Smaller banks and credit unions are less likely than large banks to rely on the automatic credit scoring that can kick out applications from many companies. For those prospective borrowers that don’t score high, they may be more likely to sit down with the small business owner and consider all the financial documents and other factors.

Bonus tip: “Utilize your smaller bank for fee-based services such as payroll processing,” says Holt. And let them know how you are supporting them. “When you emphasize to the bank that you are making yourself part of their profit picture, that does help you.”

On the edge

Whatever your funding source, make a good impression by demonstrating a personal understanding of your business finances, advises Keith. “Are you one of the many business owners who are not real strong on the financial side of your business? Seek some continuing education in the topic. Look for workshops at your local community college or [take] online courses.”

And communicate with your banker. “Relationship banking goes both ways,” she says. “A good banker maintains a relationship with you, but you also need to take the initiative. Get in touch early if something is about to happen that may be perceived as negative.”

Being proactive will make you stand out, Keith adds. “Later, when it’s time for the banker to go to bat for you with a loan committee, he or she can say you maintain good business practices and called ahead of time when something was wrong. That can be the difference between ‘no’ and ‘yes.’”


Restructure Your Balance Sheet

Low interest rates mean banks make less money on their loans and are therefore less willing to fund risky ventures. That can be bad for you, the borrower.

But don’t overlook the good side of this: “If you have good cash flow and the right assets to borrow money, now is a good time to refinance and lock in favorable rates for the next five to 10 years,” points out John McQuaig, managing partner of McQuaig & Welk, the Wenatchee, Wash., based management consulting firm (www.mcqw.com).

Consider shifting your equity to more favorable collateral to lower your interest payments. For example, if your current loan is against equipment and you own a building, consider moving your equity to the latter if the bank allows it.
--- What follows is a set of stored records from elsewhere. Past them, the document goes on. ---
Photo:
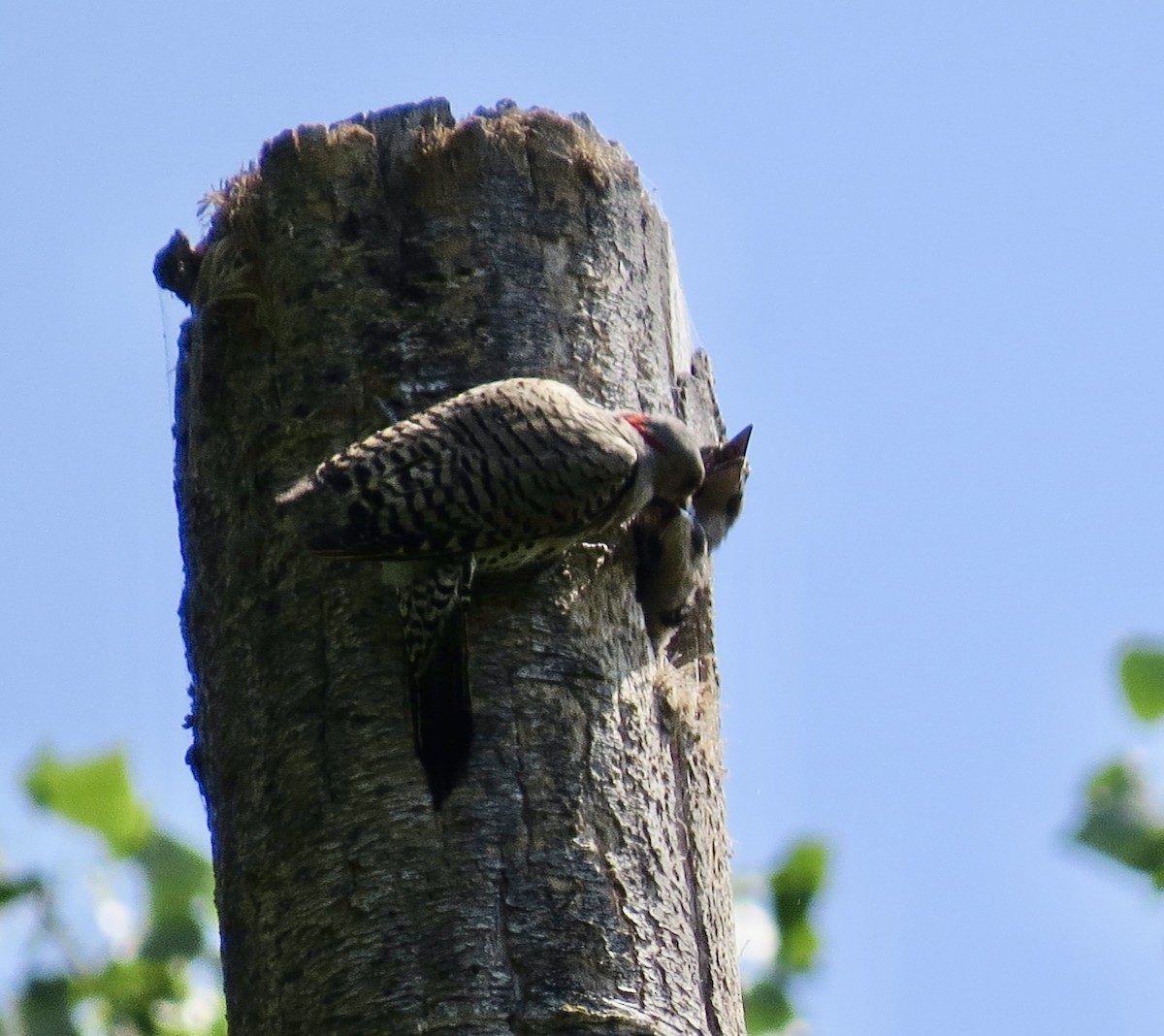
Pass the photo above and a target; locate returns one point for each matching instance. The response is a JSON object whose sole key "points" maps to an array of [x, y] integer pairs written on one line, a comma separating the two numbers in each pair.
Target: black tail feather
{"points": [[442, 709]]}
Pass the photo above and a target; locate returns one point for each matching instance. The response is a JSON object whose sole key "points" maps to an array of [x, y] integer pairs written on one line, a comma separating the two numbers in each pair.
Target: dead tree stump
{"points": [[579, 880]]}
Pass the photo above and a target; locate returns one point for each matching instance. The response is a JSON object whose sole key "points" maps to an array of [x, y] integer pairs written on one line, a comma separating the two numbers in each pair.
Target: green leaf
{"points": [[1142, 674], [128, 990], [1121, 821], [46, 1008], [766, 1007], [94, 793], [178, 877]]}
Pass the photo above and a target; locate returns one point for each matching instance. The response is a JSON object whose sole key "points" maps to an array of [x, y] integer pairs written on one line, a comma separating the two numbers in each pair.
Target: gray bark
{"points": [[579, 880]]}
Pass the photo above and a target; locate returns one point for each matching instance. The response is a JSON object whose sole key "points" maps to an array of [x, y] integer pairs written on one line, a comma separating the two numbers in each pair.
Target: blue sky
{"points": [[923, 245]]}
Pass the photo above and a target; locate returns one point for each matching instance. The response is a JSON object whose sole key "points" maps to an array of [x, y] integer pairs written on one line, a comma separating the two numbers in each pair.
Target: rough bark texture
{"points": [[579, 880]]}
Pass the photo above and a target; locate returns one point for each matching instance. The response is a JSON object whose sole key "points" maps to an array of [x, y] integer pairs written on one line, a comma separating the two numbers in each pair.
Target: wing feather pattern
{"points": [[517, 461]]}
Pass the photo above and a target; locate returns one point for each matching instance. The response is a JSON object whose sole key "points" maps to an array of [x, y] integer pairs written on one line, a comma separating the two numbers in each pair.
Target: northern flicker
{"points": [[505, 475], [674, 542]]}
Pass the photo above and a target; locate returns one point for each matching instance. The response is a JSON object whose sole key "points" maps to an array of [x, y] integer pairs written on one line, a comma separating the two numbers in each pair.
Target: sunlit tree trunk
{"points": [[579, 880]]}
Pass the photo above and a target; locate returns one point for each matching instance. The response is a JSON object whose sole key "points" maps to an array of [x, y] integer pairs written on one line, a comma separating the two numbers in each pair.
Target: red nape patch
{"points": [[638, 422]]}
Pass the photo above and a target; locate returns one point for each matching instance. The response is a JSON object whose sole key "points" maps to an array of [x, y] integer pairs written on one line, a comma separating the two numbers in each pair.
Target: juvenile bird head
{"points": [[673, 455], [720, 500]]}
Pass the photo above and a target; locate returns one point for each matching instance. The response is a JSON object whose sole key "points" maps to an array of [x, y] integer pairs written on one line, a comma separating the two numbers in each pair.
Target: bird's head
{"points": [[720, 500], [676, 464]]}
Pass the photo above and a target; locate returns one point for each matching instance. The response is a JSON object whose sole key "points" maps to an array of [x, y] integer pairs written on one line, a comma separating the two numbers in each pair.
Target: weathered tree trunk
{"points": [[579, 880]]}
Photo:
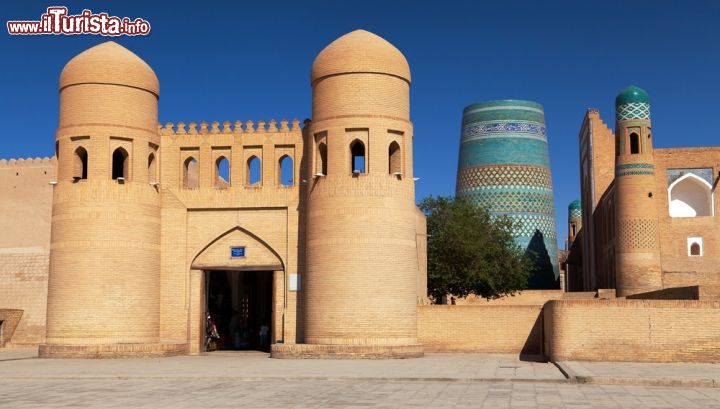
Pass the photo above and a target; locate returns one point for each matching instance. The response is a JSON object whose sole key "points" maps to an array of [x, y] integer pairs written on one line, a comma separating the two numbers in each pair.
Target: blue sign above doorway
{"points": [[237, 251]]}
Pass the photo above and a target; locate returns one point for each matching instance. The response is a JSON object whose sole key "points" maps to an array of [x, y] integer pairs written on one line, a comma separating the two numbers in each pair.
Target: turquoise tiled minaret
{"points": [[504, 166]]}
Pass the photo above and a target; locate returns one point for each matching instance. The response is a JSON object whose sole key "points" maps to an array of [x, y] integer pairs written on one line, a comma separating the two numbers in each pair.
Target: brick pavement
{"points": [[113, 393]]}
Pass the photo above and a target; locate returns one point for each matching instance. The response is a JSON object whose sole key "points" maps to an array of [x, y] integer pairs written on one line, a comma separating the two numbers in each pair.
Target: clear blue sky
{"points": [[251, 60]]}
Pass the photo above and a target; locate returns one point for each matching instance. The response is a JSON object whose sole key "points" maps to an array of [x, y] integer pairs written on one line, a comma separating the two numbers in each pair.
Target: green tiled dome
{"points": [[632, 94]]}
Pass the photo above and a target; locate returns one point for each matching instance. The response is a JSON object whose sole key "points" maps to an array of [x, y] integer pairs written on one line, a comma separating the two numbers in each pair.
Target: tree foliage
{"points": [[470, 252]]}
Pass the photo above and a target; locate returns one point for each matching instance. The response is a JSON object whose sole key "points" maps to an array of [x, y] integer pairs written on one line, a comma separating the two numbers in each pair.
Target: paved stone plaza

Be aware, though, that your building may not support as much lending as a few years ago. Prior to 2008, banks often provided financing of up to 80 percent of a building’s value, says McQuaig. Today, though, they may only provide 65 to 70 percent of the asset value. “That makes a big difference,” he says.


Beware Higher Fees

Because they have fewer vehicles in which to invest their cash, banks are charging higher fees for services such as checking accounts, debit cards, and wire transfers. “All of these charges add up,” says John McQuaig, managing partner of McQuaig & Welk, a Wenatchee, Wash., based management consulting firm (www.mcqw.com). “You need to look at your monthly totals and see what you are paying. Then check around at other banks and see if you can get a better deal.”

Avoid fees for insufficient funds by becoming knowledgeable about your bank’s check clearance policy. “Be aware that money we deposit is being held longer than it was back in the ’90s,” says Marilyn J. Holt, a Seattle-based management consultant (www.holtcapital.com). “Today, there is often a three or four-day hold on a deposited check. That means you can’t put money in a bank and write a check on it. You need to be sure you give yourself enough time before writing a check on money that is still pending.

“When a small bank knows you and trusts you, they may be more willing to pull the pending status off of checks you have recently deposited—particularly if the checks are from a known source,” says Holt. “This kind of flexibility can make a big difference to your business.”

Here’s one spot of good news: Loan fees are typically lower than ever. “There is an opportunity to negotiate fees in today’s competitive market,” says McQuaig. “Closing fees before the recession were running at some 1 to 2 percent of the loan amount; today I have seen them as low as zero to one half percentage point.”